Rezvilutamide Improves Survival vs Bicalutamide in Metastatic Hormone-Sensitive Prostate Cancer

In 2 interim analyses of the phase 3 CHART trial, rezvilutamide plus androgen-deprivation therapy (ADT) significantly improved radiographic progression-free survival (rPFS) and overall survival (OS) in patients with high-volume, metastatic, hormone-sensitive prostate cancer when compared to bicalutamide plus ADT. Rezvilutamide is a novel androgen-receptor inhibitor with low blood-brain barrier penetration that has “shown potent antitumor activity against metastatic castration-resistant prostate cancer,” as lead investigator Weijie Gu, MD, Fudan University Shanghai Cancer Center, Shanghai, China, and coauthors wrote.

The international, multicenter, open-label CHART study enrolled 654 patients with high-volume, metastatic, hormone-sensitive prostate cancer who had not received previous chemotherapy or localized treatment for prostate cancer between June 28, 2018, and August 6, 2020. Patients were randomized on a 1:1 basis to receive ADT plus either 240 mg rezvilutamide (n = 326), or 50 mg bicalutamide (n = 328), orally once daily.

The 2 coprimary end points of the study were rPFS and OS in the intention-to-treat population. Safety was also assessed, in all patients who received ≥1 dose of rezvilutamide. The current report shares data from 2 preplanned interim analyses.

With a median follow-up duration was 21.2 months, PFS was significantly improved for those patients treated with rezvilutamide (median PFS, not reached; 95% confidence interval [CI], not reached to not reached), compared to those treated with bicalutamide (median PFS, 25.1 months; 95% CI 15.7 to not reached; hazard ratio [HR], 0.44; 95% CI, 0.33 to 0.58; P <.0001).

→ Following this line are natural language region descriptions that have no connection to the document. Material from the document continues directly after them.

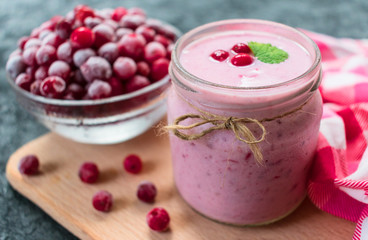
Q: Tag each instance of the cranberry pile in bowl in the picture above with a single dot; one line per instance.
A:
(95, 76)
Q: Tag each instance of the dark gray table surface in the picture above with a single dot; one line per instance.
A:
(20, 218)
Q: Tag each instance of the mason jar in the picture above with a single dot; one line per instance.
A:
(228, 175)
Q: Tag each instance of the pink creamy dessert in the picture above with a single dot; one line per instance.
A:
(217, 174)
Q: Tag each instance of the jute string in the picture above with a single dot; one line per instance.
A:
(239, 126)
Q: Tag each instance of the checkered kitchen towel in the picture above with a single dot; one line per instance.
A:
(339, 178)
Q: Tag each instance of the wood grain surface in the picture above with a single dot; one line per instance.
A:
(59, 192)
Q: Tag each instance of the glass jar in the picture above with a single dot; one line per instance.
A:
(217, 174)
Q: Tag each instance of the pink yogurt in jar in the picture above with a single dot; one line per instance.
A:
(217, 174)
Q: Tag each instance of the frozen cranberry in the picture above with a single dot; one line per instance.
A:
(154, 51)
(63, 29)
(102, 201)
(147, 32)
(241, 59)
(132, 164)
(104, 33)
(24, 81)
(81, 12)
(82, 37)
(28, 165)
(29, 56)
(32, 42)
(82, 55)
(41, 73)
(15, 66)
(109, 51)
(116, 86)
(143, 68)
(146, 192)
(124, 67)
(159, 69)
(52, 87)
(99, 89)
(137, 82)
(65, 52)
(118, 13)
(60, 69)
(96, 68)
(88, 172)
(220, 55)
(158, 219)
(241, 48)
(132, 45)
(46, 54)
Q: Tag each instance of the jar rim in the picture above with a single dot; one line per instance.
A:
(194, 78)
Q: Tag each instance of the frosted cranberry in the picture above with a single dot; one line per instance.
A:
(96, 68)
(52, 87)
(109, 51)
(28, 165)
(159, 69)
(124, 67)
(102, 201)
(81, 12)
(132, 45)
(242, 59)
(24, 81)
(99, 89)
(146, 192)
(143, 68)
(32, 42)
(15, 66)
(118, 13)
(52, 39)
(241, 48)
(63, 29)
(220, 55)
(158, 219)
(154, 51)
(65, 52)
(29, 56)
(88, 172)
(60, 69)
(116, 86)
(22, 41)
(82, 37)
(132, 164)
(163, 40)
(41, 73)
(46, 54)
(82, 55)
(137, 82)
(147, 32)
(132, 21)
(104, 33)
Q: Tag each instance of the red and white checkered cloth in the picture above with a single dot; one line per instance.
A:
(339, 178)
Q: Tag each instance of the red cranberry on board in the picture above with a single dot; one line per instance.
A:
(158, 219)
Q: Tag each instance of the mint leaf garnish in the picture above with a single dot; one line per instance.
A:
(267, 53)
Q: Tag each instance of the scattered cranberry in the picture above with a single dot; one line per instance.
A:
(241, 48)
(132, 164)
(28, 165)
(82, 37)
(220, 55)
(102, 201)
(146, 192)
(241, 59)
(88, 172)
(158, 219)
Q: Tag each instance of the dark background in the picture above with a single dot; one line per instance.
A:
(21, 219)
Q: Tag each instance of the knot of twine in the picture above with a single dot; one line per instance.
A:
(237, 125)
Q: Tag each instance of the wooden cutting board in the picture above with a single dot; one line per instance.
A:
(60, 193)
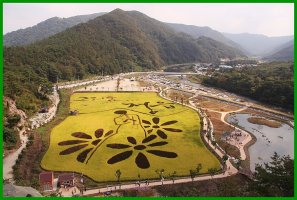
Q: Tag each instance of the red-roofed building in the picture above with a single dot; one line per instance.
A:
(66, 179)
(46, 180)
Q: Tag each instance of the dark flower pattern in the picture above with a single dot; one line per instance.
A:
(85, 140)
(141, 149)
(160, 128)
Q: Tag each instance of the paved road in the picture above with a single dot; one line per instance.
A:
(230, 170)
(10, 160)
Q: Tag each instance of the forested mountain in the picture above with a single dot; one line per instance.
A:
(44, 29)
(112, 43)
(258, 45)
(283, 53)
(196, 32)
(271, 83)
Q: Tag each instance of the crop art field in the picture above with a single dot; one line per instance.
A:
(137, 133)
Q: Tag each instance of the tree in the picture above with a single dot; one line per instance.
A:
(275, 178)
(118, 175)
(212, 171)
(172, 176)
(198, 168)
(225, 158)
(160, 172)
(213, 142)
(193, 174)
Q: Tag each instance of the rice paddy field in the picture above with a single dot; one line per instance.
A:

With a median follow-up duration of 29.3 months, OS was also significantly improved for those patients treated with rezvilutamide (median OS not reached, 95% CI, not reached to not reached), compared to those treated with bicalutamide (median OS, not reached; 95% CI, 36.2 to not reached; HR, 0.58, 95% CI, 0.44 to 0.77; P = .0001).

The most common grade ≥3 adverse events of any cause were hypertension (8% in the rezvilutamide group vs 7% in the bicalutamide group), hypertriglyceridemia (7% vs 2%), increased weight (6% vs 4%), anemia (4% vs 5%), and hypokalemia (3% vs 1%). In the rezvilutamide group, 28% of patients reported a serious adverse event, compared to 21% in the bicalutamide group. There were no treatment-related deaths in the rezvilutamide group, and 1 death of unknown specific cause in the bicalutamide group.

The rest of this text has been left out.